Touched With Fire: The Land War in the South Pacific, by Eric Bergerud, Viking, New York, 1996, $34.95.
Touched With Fire: The Land War in the South Pacific is at once a complete strategic overview of the arduous land struggle in the jungles of the South Pacific and an exploration of what author Eric Bergerud calls the “mosaic of life,” or the dynamics of combat. Overall, Bergerud’s book is a masterful blend of the strategic importance of the campaign with the so-called smaller picture, which is the core of the book–“the men who fought the war, the weapons they used, how they viewed the events, and the nature of the battlefield where they tended to their forbidding task.”
This work appeals to readers approaching it from several different perspectives–from an academician probing to determine the scholarly significance of the work to a lay reader looking for an enjoyable yet informa-tive book. What may be the real strength of Bergerud’s book is that it is not just another traditional narrative history describing the campaign in the South Pacific in tired chronological order. That approach has been used repeatedly by many authors. Instead, Touched With Fire successfully examines and explains the war’s texture and tempo, while illustrating the “point where the coherence of war meets the brutal experience that confronts those who fought it.”

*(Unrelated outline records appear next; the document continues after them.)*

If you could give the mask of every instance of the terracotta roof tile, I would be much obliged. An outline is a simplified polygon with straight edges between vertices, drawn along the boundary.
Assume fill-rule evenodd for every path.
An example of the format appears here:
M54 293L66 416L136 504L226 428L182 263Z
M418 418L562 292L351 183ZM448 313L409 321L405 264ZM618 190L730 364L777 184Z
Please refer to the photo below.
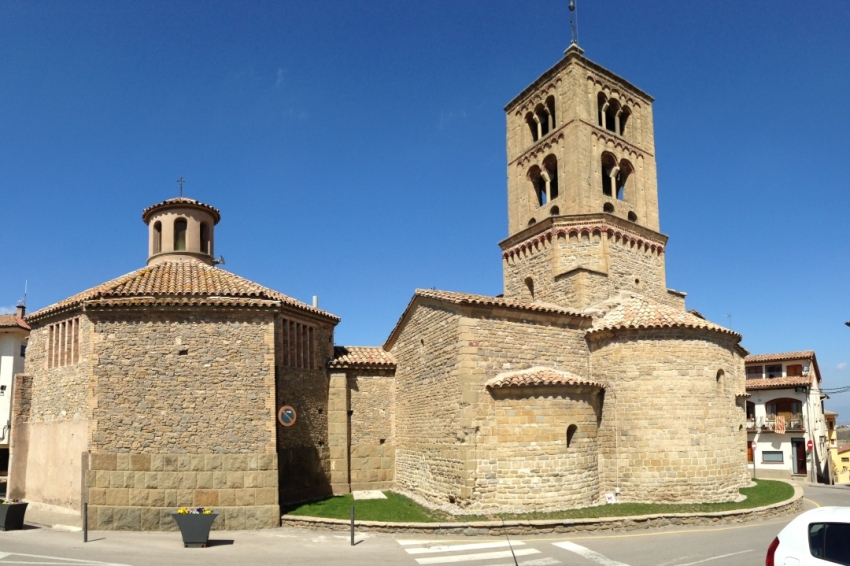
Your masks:
M785 360L810 360L814 357L814 350L801 350L799 352L781 352L778 354L756 354L744 358L745 363L755 362L782 362Z
M153 205L147 207L146 209L144 209L142 211L142 220L144 220L145 223L147 223L148 219L150 218L150 215L153 212L159 210L160 208L169 207L169 206L181 206L181 205L182 206L194 206L194 207L206 210L207 212L209 212L210 214L213 215L213 221L216 224L218 224L219 220L221 220L221 211L219 209L217 209L214 206L204 204L201 201L195 200L193 198L188 198L188 197L175 197L175 198L170 198L170 199L164 200L162 202L158 202L156 204L153 204Z
M498 389L501 387L541 387L552 385L589 385L604 389L605 386L596 381L584 379L568 371L559 371L546 367L533 367L518 371L500 373L488 379L486 387Z
M36 311L27 316L27 320L38 320L54 313L79 307L88 301L136 298L148 301L156 300L160 304L165 304L164 301L187 297L193 299L238 298L242 300L279 301L281 304L290 307L332 320L339 320L338 317L330 313L313 308L283 293L197 261L175 261L148 265ZM105 303L101 302L100 305L104 306Z
M585 312L600 312L588 334L603 330L640 328L698 328L722 332L741 339L741 335L684 310L675 309L647 297L625 293L594 305ZM604 314L603 314L604 313Z
M16 314L0 314L0 328L23 328L30 330L29 324Z
M393 369L395 358L380 346L334 346L328 367Z
M745 386L750 389L780 389L783 387L802 387L812 384L812 375L806 377L763 377L748 379Z
M470 293L457 293L455 291L437 291L435 289L417 289L416 295L420 297L428 297L438 299L456 305L481 305L487 307L505 307L509 309L520 309L532 312L566 314L571 316L587 316L581 312L555 305L552 303L542 302L524 302L513 299L505 299L504 297L490 297L488 295L473 295Z

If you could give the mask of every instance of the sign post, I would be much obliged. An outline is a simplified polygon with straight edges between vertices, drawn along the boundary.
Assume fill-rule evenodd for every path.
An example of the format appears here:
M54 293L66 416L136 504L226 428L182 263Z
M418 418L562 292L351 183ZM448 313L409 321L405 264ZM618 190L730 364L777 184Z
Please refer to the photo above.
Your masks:
M756 479L756 446L758 446L758 444L756 444L756 441L753 440L753 443L750 444L750 448L753 449L753 479Z

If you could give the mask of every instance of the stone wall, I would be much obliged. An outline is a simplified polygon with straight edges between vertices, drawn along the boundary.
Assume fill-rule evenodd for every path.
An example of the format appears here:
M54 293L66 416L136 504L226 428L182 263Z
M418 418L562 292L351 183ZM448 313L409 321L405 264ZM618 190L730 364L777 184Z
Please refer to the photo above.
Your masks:
M623 502L730 501L746 431L735 402L733 338L691 329L593 335L592 377L606 384L602 493ZM718 370L723 374L718 379Z
M179 507L212 507L217 530L280 524L277 458L261 454L95 453L86 472L94 530L173 531Z
M273 311L90 316L92 452L274 452Z
M350 370L351 489L389 489L395 479L395 378L392 372Z
M466 448L458 426L460 314L424 302L391 353L396 359L396 484L445 501L459 495Z
M49 325L80 318L75 363L48 367ZM10 497L79 510L82 453L88 449L92 323L80 313L33 325L26 371L15 387Z
M292 363L289 354L285 354L287 346L283 324L290 322L312 327L312 363ZM328 374L325 364L333 356L333 325L299 312L284 311L283 316L275 321L275 344L276 409L289 405L297 414L294 425L284 427L279 422L276 425L281 503L330 495Z

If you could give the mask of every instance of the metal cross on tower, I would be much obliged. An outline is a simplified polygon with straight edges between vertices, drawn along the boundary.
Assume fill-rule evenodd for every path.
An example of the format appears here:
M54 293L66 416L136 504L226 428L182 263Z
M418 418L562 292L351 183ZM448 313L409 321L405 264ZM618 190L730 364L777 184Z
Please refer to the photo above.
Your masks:
M576 11L576 0L570 0L570 28L573 32L573 43L578 45L578 12Z

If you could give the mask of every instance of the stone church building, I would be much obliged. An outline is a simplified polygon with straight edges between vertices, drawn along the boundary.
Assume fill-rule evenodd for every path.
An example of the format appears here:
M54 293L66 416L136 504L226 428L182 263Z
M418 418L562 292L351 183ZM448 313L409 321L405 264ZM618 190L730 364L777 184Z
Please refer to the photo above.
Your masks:
M652 98L573 45L506 113L504 294L417 290L382 346L334 346L339 318L219 267L212 206L146 209L146 266L26 318L10 495L143 530L189 505L271 527L357 489L734 499L746 350L666 286Z

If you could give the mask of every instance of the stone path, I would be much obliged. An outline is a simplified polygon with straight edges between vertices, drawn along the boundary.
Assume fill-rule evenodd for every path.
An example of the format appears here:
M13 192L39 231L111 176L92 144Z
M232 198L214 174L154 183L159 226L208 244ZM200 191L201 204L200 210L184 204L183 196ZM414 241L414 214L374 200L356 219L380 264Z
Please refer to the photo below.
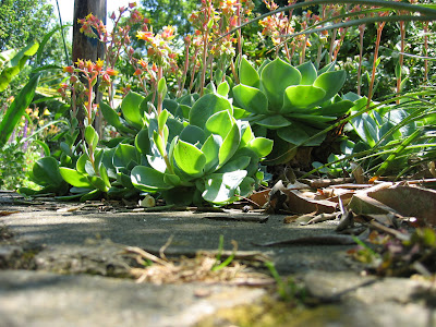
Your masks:
M226 250L235 240L240 254L262 252L281 275L302 280L317 306L295 314L284 326L436 325L431 282L361 277L360 267L347 259L350 245L253 245L334 233L332 222L300 227L283 225L282 216L265 221L266 217L240 211L59 210L72 206L0 202L0 211L16 211L0 217L0 228L13 234L0 241L0 326L193 326L223 307L261 303L270 294L263 288L156 286L113 278L125 277L134 265L125 246L158 254L171 235L168 257L216 251L223 235ZM250 221L238 220L246 217ZM230 326L225 319L213 322Z

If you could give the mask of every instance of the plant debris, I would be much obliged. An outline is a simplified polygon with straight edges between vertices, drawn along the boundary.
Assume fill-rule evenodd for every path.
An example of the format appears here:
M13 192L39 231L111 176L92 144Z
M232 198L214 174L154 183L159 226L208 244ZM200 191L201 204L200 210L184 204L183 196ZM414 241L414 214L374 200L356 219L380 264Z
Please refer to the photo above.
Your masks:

By looking directly at the dynamics that shaped the long and fierce battle in the South Pacific, Bergerud has offered a significant revisionist view of the turning of the tide in the war there. Balancing his research with the words of the last surviving veterans of the campaign–obtained from hundreds of hours of interviews–he has been able to place their experiences masterfully at the center of his analysis.
The South Pacific campaign has, for years, been a poorly understood subject. Touched With Fire is perhaps the first all-encompassing account of that campaign, examining the hideous carnage of the battlefields at Luzon, New Britain and New Guinea. This book has earned Eric Bergerud distinction as a historian and author of the first order. The scope of its coverage and the quality of its exposition should appeal to almost all readers. Overall, Touched With Fire is quite possibly one of the most important books on the Pacific War ever written.